Les "coxeurs" récupèrent ensuite les migrants dans les gares routières d'Agadez. Ils sont souvent regroupés par nationalité pour éviter des problèmes de cohabitation. A ce stade, beaucoup ont épuisé leur pécule et les "coxeurs" sont alors chargés d'organiser des collectes de fonds par téléphone auprès des familles. En attendant le départ vers la Libye, les migrants vivotent dans des conditions précaires. Pour gagner un peu d'argent, des hommes cherchent des petits boulots, des femmes finissent par se prostituer.
- Préparation
Les migrants ne sont pas prévenus à l'avance du jour de leur départ. En général, ils sont placés à l'arrière d'un pick-up 4x4 qui embarque entre 20 et 29 passagers, assis sur des bidons et valises, jambes à l'extérieur. Des bâtons sont coincés entre les bagages et la carlingue pour que chacun puisse se tenir. Équipement obligatoire (et payant) pour pouvoir supporter le sable et la chaleur: cagoule, gants, lunettes de soleil, blouson, bidon d'eau. Depuis que la police interdit les départs, ceux-ci se font de nuit.
En général, trois à cinq véhicules se regroupent pour faire la route. Parfois, les migrants sont transférés des ghettos vers des véhicules positionnés hors de la ville pour éviter les barrages. Le voyage vers la Libye coûtait entre 150.000 et 300.000 CFA (220 et 450 euros) il y a quelques mois mais les prix ont explosé depuis l'interdiction. Le tarif monte facilement à 400.000 CFA (600 euros) et certains intermédiaires réclament jusqu'à un million (1.500 euros), rapporte un élu local.
- Le désert
"Il y a 750 km et trois jours de route jusqu'à la frontière", raconte un passeur sous couvert d'anonymat. "On roule, 24 heures sur 24. On s’arrête juste pour prendre du thé, cinq minutes pour les besoins. Je mets jusqu’à 26 personnes. On part en convoi, jamais seul".

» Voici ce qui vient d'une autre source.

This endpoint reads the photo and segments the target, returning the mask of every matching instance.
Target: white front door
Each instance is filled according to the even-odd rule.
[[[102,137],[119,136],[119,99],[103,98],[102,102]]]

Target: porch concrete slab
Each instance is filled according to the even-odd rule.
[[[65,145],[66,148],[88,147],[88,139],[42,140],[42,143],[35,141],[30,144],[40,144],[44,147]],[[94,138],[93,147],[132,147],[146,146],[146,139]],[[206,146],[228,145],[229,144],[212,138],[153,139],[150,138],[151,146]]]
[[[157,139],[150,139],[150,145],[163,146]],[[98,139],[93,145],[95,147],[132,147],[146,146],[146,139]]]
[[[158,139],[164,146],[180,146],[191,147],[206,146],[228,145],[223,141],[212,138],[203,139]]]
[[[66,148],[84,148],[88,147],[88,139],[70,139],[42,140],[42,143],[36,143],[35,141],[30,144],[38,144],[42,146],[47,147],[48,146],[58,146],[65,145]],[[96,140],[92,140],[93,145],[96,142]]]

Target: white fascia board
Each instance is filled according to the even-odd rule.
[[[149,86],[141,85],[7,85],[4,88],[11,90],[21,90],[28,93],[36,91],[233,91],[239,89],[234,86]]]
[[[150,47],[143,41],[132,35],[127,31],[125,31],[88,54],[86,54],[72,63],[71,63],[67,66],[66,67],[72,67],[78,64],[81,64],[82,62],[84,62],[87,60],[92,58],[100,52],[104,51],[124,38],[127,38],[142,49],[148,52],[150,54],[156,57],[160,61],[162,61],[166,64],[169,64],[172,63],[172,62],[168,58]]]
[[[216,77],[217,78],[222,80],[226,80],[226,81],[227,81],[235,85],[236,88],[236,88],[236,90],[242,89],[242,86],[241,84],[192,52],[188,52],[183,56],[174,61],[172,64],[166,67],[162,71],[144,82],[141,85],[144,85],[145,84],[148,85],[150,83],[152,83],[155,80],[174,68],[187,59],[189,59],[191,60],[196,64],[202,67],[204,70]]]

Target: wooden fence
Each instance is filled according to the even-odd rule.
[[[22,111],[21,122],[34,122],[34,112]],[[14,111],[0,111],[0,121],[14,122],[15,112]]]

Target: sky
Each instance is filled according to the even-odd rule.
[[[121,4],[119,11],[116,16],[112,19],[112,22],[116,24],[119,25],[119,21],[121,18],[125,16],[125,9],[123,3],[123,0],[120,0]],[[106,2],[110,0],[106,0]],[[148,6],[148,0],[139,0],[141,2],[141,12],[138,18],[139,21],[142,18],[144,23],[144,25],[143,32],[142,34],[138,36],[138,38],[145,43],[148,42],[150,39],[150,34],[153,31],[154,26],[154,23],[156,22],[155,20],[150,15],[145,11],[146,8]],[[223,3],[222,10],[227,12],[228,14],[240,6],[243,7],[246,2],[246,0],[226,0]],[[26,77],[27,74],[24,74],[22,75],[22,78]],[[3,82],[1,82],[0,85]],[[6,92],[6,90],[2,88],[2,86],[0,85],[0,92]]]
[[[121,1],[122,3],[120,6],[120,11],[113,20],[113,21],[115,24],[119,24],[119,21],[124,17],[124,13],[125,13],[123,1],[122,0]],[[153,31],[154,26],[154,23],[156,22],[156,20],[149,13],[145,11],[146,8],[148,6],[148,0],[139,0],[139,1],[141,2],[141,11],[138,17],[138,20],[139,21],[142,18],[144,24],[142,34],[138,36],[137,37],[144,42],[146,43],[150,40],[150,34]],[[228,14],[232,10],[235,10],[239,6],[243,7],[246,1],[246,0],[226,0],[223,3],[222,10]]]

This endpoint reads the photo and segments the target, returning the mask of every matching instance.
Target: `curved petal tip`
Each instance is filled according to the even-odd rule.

"On ne s’arrête pas parce qu'on a peur des bandits et de la police. Les bandits sont armés. Ils peuvent t'arracher le véhicule et vous laisser dans le désert. Donc c'est la mort. C'est arrivé à des amis", dit-il. S'il y a une attaque, "on essaie de cacher le Thuraya (téléphone satellitaire) de l'enterrer. Ils tirent des rafales. S'il y a pas moyen de m'enfuir, je m'arrête. Ça m'est arrivé, j'ai perdu la voiture. Heureusement, d'autres amis m'ont ramené. Les bandits ont des gens en ville. Quand une voiture quitte la ville, ils les informent".
"L'armée ne tire pas, ils t'arrêtent et te ramènent en ville", ajoute-il. Dans ce cas le véhicule est confisqué. "C'est vraiment risqué. Tu n'a pas le choix, tu n'as que ça pour gagner ta vie. Mais, pas de risque, pas de plaisir", plaisante-t-il.

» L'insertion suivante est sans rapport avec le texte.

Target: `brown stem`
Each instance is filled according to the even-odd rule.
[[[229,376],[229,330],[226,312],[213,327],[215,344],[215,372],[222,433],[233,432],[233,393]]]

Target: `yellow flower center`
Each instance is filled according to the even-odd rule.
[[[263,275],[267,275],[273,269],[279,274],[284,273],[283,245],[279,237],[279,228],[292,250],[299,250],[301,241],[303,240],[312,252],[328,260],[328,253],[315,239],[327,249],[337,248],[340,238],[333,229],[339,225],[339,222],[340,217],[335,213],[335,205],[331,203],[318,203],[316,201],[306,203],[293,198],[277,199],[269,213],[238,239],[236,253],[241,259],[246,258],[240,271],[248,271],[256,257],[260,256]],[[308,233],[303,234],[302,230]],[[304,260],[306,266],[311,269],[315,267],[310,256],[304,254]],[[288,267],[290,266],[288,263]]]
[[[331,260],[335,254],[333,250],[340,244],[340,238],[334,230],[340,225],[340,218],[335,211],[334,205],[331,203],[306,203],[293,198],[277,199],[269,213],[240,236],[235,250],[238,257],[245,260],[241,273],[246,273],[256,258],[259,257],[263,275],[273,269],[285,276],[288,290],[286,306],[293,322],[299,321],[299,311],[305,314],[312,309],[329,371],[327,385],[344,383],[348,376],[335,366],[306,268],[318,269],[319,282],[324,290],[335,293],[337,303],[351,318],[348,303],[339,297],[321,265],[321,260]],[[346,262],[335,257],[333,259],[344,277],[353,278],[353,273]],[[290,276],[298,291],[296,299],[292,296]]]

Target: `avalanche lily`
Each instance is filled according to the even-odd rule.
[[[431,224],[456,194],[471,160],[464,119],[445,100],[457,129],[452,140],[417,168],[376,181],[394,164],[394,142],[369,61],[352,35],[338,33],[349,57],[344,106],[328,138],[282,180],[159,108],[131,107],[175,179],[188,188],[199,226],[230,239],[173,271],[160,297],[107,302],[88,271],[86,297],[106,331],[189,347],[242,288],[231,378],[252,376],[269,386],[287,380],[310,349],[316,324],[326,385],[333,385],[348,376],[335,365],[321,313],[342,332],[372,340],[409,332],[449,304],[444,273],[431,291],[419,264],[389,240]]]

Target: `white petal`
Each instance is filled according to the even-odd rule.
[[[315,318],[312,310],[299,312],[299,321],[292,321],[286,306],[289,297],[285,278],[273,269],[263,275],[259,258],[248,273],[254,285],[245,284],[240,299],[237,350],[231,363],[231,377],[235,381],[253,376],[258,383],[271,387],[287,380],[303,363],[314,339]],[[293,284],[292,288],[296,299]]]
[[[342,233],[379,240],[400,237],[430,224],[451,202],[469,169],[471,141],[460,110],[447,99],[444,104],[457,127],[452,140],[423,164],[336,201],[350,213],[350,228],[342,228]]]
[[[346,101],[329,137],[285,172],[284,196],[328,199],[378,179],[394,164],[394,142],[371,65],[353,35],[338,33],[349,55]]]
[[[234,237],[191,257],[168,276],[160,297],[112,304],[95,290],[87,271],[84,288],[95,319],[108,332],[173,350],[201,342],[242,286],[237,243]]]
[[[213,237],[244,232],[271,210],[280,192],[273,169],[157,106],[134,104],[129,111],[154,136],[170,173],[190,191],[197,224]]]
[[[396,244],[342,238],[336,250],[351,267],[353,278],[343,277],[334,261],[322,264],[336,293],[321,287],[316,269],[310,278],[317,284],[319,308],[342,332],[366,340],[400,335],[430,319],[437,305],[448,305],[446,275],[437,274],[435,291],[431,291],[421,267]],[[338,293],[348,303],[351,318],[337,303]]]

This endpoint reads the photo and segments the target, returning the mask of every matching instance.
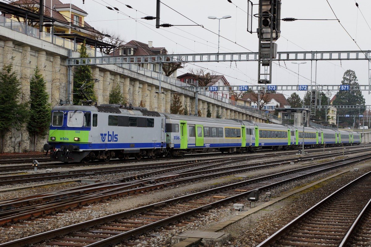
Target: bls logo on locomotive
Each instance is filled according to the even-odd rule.
[[[102,142],[104,142],[106,141],[106,137],[108,136],[108,139],[107,140],[107,141],[111,142],[116,142],[118,141],[118,135],[116,134],[115,134],[115,132],[113,131],[112,131],[112,134],[109,134],[109,131],[108,132],[108,134],[102,134],[101,133],[101,138],[102,139]]]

Exposés au soleil et au sable, pour les migrants la route est difficile. Il faut s'accrocher sans tomber, ménager ses réserves. Beaucoup sont pris de vomissements sur la route et tous arrivent à destination exténués.
Il est fréquent que certains meurent sur la route. Au moins 44 migrants, parmi lesquels des bébés, ont été retrouvés morts en plein désert début juin. "Ce désert est plein de corps des migrants", a regretté le ministre de l'Intérieur Mohamed Bazoum
- La Libye
La plupart des migrants revenant de Libye décrivent une anarchie apocalyptique avec des groupes armés qui rackettent, exploitent, volent, enferment et torturent. Plusieurs ont rapporté avoir été enfermés dans des prisons "privées" et n'avoir été libérés que contre des rançons payés par les familles. D'autres racontent avoir travaillé pour des salaires de misère ou dans des conditions proches de l'esclavage. Le pays continue toutefois à être un passage obligatoire pour prendre le bateau.